PDA

View Full Version : [NULL_Caption] FATAL ERROR: [000.000] Maketrj reported an error, cannot continue



jonnyw
01-27-2004, 06:18 PM
got the following messagae last week (didn't have time to post then)



[NULL_Caption] FATAL ERROR: [000.000] Maketrj reported an error, cannot conti
ue
Hit Return


anyway when I try to upload I get



uploading 1/584
data file checksum failed


running again now I just got


[NULL_Caption] FATAL ERROR: [001.008] Cannot open rotamer library (rotlib.bin.
bz2) - if the file is missing, please re-install the software
Hit Return


and running again got my original message.

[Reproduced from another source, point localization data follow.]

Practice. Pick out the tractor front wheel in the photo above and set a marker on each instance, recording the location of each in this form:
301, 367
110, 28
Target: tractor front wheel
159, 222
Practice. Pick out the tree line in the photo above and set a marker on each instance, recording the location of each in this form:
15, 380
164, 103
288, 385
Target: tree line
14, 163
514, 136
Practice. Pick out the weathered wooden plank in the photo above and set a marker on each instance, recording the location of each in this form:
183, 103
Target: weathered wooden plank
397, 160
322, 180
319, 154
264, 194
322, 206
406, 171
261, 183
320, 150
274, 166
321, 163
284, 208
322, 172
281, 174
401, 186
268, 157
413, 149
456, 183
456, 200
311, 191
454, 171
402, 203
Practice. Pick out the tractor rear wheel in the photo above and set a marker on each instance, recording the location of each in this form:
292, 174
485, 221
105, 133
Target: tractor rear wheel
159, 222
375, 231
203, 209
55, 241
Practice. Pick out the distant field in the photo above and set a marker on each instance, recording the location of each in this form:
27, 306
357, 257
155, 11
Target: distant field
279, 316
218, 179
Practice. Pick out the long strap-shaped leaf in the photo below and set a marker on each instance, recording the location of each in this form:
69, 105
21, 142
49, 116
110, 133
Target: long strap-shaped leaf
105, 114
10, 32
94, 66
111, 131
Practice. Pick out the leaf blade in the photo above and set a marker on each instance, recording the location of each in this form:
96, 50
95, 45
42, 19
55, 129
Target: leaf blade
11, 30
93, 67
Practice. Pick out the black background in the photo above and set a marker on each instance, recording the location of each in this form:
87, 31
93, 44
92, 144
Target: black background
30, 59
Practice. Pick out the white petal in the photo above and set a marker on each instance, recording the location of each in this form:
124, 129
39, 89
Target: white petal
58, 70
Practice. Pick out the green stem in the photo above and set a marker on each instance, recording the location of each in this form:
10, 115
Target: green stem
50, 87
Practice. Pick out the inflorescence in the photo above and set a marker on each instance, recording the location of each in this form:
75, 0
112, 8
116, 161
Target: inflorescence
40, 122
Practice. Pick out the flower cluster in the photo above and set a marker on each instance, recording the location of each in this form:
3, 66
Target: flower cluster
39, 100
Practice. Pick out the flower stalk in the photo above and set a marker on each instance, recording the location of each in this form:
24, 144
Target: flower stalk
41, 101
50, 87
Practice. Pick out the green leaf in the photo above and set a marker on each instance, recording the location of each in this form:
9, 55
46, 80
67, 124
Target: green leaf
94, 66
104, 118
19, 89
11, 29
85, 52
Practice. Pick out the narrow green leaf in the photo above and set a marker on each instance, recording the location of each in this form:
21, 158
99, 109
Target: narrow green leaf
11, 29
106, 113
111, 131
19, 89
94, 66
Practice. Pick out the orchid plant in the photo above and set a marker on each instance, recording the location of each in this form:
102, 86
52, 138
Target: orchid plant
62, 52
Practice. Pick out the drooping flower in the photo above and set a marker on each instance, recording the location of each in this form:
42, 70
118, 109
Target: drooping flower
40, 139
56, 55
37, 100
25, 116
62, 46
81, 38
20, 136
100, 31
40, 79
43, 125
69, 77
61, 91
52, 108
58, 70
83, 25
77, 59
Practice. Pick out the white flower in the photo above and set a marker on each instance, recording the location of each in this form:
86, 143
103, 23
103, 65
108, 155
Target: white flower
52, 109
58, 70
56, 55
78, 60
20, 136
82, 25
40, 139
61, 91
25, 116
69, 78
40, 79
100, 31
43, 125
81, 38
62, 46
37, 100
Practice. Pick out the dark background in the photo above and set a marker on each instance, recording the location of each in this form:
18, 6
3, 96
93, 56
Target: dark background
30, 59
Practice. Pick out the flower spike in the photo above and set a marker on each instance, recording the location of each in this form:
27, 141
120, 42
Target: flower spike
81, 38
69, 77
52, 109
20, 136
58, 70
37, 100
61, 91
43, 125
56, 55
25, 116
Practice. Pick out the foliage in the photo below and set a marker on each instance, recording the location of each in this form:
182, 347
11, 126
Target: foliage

Any suggestions, this is really anoying cos there's 612,000 points buffered. :(

Have I lost them all? Is there anything I can do?

There doesn't appear to be a filelist.txt.tmp anywhere.




:bang: :trash: :bang:


oh and my error.log is attached

bwkaz
01-27-2004, 06:47 PM
Does it help to extract the DF client to some other directory, then copy the newly-created rotlib.bin.bz2 file over top of the one in your DF directory?

Actually, you might want to rename the current file instead of overwriting it, just in case.

iggy
01-28-2004, 07:25 AM
In addition to what bwkaz said,

*.min.val error can be rectified by copying another existing *.min.val file over the one corrupted.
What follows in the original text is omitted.